Er war der erste deutsche Papst seit mehr als 480 Jahren - nach dem Tod von Benedikt XVI. nehmen Gläubige in dieser Woche Abschied.

Der emeritierte Pontifex starb am Samstag im Alter von 95 Jahren im Kloster Mater Ecclesiae im Vatikan, knapp zehn Jahre nach seinem spektakulären Rücktritt. Ab Montag wird er im Petersdom in Rom öffentlich aufgebahrt, Trauerfeier und Beisetzung sind für Donnerstag geplant.

"Treuer Diener"

Papst Franziskus nannte seinen Vorgänger am Sonntag beim wöchentlichen Angelus-Gebet im Vatikan einen "treuen Diener des Evangeliums und der Kirche". Geistliche und Politiker würdigten den gebürtigen Bayern als klugen Theologen. Kritiker beklagten jedoch den konservativen Kurs Benedikts in seiner Zeit als Kirchenoberhaupt.

Joseph Ratzinger als sechzehnjähriger Luftwaffenhelfer (KNA)
Joseph Ratzinger als sechzehnjähriger Luftwaffenhelfer / ( KNA )

Joseph Ratzinger, wie sein bürgerlicher Name lautete, wurde in Oberbayern geboren und am 19. April 2005 als Nachfolger von Johannes Paul II. zum Papst gewählt. Benedikt führte den Kurs seines polnischen Vorgängers fort. Er stemmte sich gegen eine Modernisierung der Kirche, was ihm viel Kritik einbrachte. Seine Amtszeit wurde von dem Missbrauchsskandal überschattet, der die katholische Kirche in eine tiefe Krise stürzte.

Archivbild: Rücktritt von Papst Benedikt XVI. - während eines Konsistoriums am 11. Februar 2013 / © Osservatore Romano (KNA)
Archivbild: Rücktritt von Papst Benedikt XVI. - während eines Konsistoriums am 11. Februar 2013 / © Osservatore Romano ( KNA )

2013 erregte Benedikt größtes Aufsehen, indem er als erster Papst seit mehr als 700 Jahren freiwillig zurücktrat. Seinen Rücktritt begründete er mit seinem fortgeschrittenen Alter und seiner angeschlagenen Gesundheit - ihm fehlten die Kräfte für das anspruchsvolle Amt, sagte er.

Große Anteilnahme an Tod

Die Todesnachricht sorgte für große Anteilnahme in Deutschland und weltweit, vor allem unter den etwa 1,4 Milliarden Katholiken. Bundeskanzler Olaf Scholz schrieb auf Twitter, dass die Welt eine prägende Figur der katholischen Kirche verliere. "Als "deutscher" Papst war Benedikt XVI. für viele nicht nur hierzulande ein besonderer Kirchenführer", so der SPD-Politiker.

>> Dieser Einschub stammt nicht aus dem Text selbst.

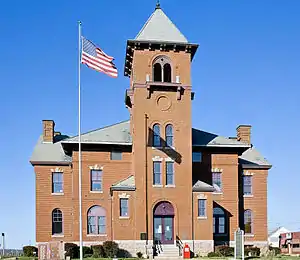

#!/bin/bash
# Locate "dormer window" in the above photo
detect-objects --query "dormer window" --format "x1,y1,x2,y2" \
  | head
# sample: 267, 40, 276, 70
153, 56, 172, 82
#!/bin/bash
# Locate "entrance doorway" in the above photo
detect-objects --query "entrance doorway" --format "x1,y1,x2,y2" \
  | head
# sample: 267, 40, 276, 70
153, 201, 174, 244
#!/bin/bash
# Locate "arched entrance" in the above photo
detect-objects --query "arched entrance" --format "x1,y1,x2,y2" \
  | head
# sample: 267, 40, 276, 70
153, 201, 174, 244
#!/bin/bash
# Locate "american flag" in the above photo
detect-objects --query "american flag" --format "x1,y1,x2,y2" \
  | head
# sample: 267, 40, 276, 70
81, 37, 118, 78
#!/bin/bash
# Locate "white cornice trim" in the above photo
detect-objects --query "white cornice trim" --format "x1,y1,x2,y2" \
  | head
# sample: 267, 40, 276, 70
119, 192, 130, 199
152, 156, 163, 162
89, 164, 103, 171
197, 193, 207, 200
243, 171, 254, 176
51, 167, 64, 173
165, 157, 174, 162
211, 168, 223, 172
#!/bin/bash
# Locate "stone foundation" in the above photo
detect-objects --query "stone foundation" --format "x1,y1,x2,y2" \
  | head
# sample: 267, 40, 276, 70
178, 240, 214, 256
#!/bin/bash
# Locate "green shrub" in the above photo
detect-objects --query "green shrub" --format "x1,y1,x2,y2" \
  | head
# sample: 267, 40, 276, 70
65, 243, 79, 258
103, 241, 119, 258
207, 252, 221, 257
269, 246, 281, 255
23, 246, 38, 257
244, 247, 260, 256
82, 246, 93, 257
215, 246, 234, 257
117, 248, 132, 258
92, 245, 105, 258
136, 252, 143, 258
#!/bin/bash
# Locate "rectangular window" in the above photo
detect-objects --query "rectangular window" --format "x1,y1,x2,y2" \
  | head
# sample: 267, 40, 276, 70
243, 176, 252, 195
88, 216, 97, 234
212, 172, 222, 191
166, 162, 174, 185
192, 152, 202, 162
153, 162, 161, 185
198, 199, 206, 217
120, 198, 128, 217
219, 217, 225, 234
213, 217, 216, 234
52, 172, 63, 193
98, 216, 106, 234
91, 170, 102, 191
110, 150, 122, 161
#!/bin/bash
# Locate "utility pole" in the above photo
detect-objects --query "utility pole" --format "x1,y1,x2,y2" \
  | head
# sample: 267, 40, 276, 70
2, 233, 5, 257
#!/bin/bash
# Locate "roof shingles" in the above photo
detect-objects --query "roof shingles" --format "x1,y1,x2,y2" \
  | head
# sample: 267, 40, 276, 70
30, 120, 271, 167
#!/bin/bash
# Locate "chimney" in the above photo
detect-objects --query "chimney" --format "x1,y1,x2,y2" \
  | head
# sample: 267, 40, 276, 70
236, 125, 251, 144
43, 120, 55, 143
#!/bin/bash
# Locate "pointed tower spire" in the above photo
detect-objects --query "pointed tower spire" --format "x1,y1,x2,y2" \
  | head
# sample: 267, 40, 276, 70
155, 0, 160, 10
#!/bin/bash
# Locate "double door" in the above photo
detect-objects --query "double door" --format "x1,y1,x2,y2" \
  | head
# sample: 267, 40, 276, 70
153, 216, 174, 244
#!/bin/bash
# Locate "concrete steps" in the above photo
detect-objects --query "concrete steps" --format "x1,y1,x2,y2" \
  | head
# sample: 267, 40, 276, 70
155, 245, 182, 260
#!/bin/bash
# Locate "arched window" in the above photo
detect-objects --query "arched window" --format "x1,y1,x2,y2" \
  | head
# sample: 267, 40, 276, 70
213, 207, 226, 235
87, 206, 106, 234
52, 209, 63, 235
164, 63, 171, 82
153, 124, 161, 147
166, 124, 173, 147
244, 209, 253, 234
153, 56, 172, 82
153, 63, 162, 82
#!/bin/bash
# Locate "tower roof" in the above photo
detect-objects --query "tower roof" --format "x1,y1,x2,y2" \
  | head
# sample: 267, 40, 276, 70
135, 4, 188, 43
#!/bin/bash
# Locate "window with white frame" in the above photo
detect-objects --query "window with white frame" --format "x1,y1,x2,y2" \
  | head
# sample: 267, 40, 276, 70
166, 162, 174, 185
198, 199, 206, 217
52, 209, 63, 235
153, 161, 162, 185
192, 152, 202, 162
166, 124, 174, 147
52, 172, 63, 193
244, 209, 253, 234
243, 175, 252, 195
153, 124, 161, 147
212, 172, 222, 192
120, 198, 129, 217
91, 170, 103, 191
87, 205, 106, 235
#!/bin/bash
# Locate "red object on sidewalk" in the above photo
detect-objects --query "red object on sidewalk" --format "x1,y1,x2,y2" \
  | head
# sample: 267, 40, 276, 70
183, 244, 191, 259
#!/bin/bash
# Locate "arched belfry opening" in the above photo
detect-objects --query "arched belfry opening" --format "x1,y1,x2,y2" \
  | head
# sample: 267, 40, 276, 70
152, 56, 172, 82
153, 201, 175, 244
153, 63, 162, 82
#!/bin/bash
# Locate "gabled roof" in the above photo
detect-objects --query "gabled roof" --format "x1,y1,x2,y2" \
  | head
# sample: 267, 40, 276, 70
240, 147, 272, 168
30, 136, 72, 165
111, 175, 135, 190
63, 121, 132, 145
135, 6, 188, 43
193, 181, 215, 192
30, 120, 271, 169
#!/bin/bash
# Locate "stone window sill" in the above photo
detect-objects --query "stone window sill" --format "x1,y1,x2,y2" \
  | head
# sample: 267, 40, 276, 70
152, 146, 163, 150
51, 192, 64, 196
119, 216, 129, 219
165, 146, 175, 150
51, 234, 64, 237
166, 184, 175, 188
87, 234, 107, 237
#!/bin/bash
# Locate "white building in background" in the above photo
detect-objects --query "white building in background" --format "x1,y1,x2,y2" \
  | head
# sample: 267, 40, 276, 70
268, 227, 290, 247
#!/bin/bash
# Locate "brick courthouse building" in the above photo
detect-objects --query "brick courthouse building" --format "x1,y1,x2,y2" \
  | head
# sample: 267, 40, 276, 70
31, 3, 271, 255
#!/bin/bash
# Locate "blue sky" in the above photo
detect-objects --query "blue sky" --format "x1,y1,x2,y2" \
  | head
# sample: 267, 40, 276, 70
0, 0, 300, 248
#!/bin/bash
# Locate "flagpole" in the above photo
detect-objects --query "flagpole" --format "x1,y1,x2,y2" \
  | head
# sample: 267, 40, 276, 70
78, 21, 83, 260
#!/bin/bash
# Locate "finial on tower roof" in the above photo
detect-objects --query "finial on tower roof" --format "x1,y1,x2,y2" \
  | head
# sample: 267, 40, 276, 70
155, 0, 160, 9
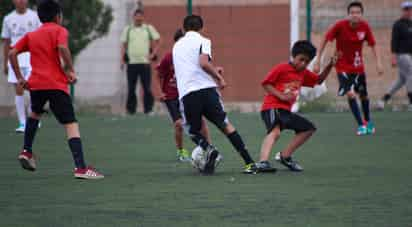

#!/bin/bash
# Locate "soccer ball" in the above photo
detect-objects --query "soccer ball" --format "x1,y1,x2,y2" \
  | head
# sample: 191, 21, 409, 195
192, 146, 206, 171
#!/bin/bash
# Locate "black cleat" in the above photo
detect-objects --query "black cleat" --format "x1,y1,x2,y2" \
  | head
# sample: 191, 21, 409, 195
279, 155, 303, 172
256, 161, 277, 173
202, 146, 219, 175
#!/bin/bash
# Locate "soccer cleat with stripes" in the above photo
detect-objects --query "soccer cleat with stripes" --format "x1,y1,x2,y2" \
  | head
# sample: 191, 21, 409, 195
17, 150, 36, 171
74, 166, 104, 180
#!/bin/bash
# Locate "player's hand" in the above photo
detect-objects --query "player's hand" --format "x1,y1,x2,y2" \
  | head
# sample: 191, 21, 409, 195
67, 71, 77, 84
3, 65, 9, 77
216, 66, 225, 75
278, 92, 296, 102
376, 64, 383, 75
120, 58, 126, 71
17, 78, 28, 89
217, 78, 227, 90
158, 92, 166, 101
391, 55, 398, 68
313, 58, 320, 73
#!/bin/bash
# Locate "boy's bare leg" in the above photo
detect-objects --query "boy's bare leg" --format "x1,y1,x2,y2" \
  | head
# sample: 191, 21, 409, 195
260, 126, 280, 161
281, 130, 315, 158
174, 119, 183, 150
200, 118, 212, 143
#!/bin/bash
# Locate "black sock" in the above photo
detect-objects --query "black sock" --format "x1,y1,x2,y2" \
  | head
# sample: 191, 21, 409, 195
361, 99, 370, 122
190, 133, 211, 151
348, 98, 363, 126
382, 94, 392, 102
23, 117, 39, 153
68, 138, 86, 169
227, 131, 254, 164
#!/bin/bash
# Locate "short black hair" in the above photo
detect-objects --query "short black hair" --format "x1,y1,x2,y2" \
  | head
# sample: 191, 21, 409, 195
292, 40, 316, 60
133, 8, 144, 16
37, 0, 62, 23
347, 1, 363, 14
183, 15, 203, 31
173, 28, 185, 42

Bundespräsident Frank-Walter Steinmeier würdigte Benedikt als Mittler zwischen den Religionen. "Die Einheit der Christenheit und der Dialog der Religionen, das Miteinander von Religion und Gesellschaft lagen ihm besonders am Herzen. Er suchte das Gespräch mit Juden und Muslimen sowie allen christlichen Konfessionen weltweit", schrieb Steinmeier, der zum Trauergottesdienst nach Rom reisen wird.

Der Vorsitzende der Deutschen Bischofskonferenz, Bischof Georg Bätzing, spricht auf einer Pressekonferenz / © Johannes Neudecker (dpa)
Der Vorsitzende der Deutschen Bischofskonferenz, Bischof Georg Bätzing, spricht auf einer Pressekonferenz / © Johannes Neudecker ( dpa )

Für den Vorsitzenden der Deutschen Bischofskonferenz, Georg Bätzing, war Benedikt XVI. "ein beeindruckender Theologe und erfahrener Hirte". Die Katholiken trauerten um eine Persönlichkeit, die der Kirche auch in schwierigen Zeiten Hoffnung und Richtung vermittelt habe, teilte der Limburger Bischof der Deutschen Presse-Agentur mit. "Papst Benedikt hat die Stimme des Evangeliums – gelegen oder ungelegen – hörbar gemacht." UN-Generalsekretär António Guterres bezeichnete Benedikt als "demütigen Mann des Gebets und des Studium".

Die Reform-Initiative "Wir sind Kirche" beschrieb Benedikt dagegen als einen "von Misstrauen getriebenen und in Angst erstarrten Theologen", der die Kirche "in rückwärtsgewandter Weise" geprägt habe.

Missbrauchsfälle überschatteten Amtszeit

Um den fünften Jahrestag seiner Wahl zum Papst war 2010 der Missbrauch an unzähligen Kindern durch katholische Geistliche ans Licht gekommen - und wie dies jahrzehntelang vertuscht worden war. Mit der Forderung nach "null Toleranz" gegen die "Sünde in der Kirche" und der Bitte um Vergebung positionierte sich Benedikt in dieser Krise eindeutig.

Anfang 2022 geriet Benedikts eigener Umgang mit Missbrauchsfällen in seiner Zeit als Erzbischof von München und Freising in die Schlagzeilen. Ein vom Münchener Erzbistum in Auftrag gegebenes Missbrauchsgutachten warf ihm Fehlverhalten in vier Fällen vor. Benedikt war von 1977 bis 1982 Erzbischof von München und Freising gewesen.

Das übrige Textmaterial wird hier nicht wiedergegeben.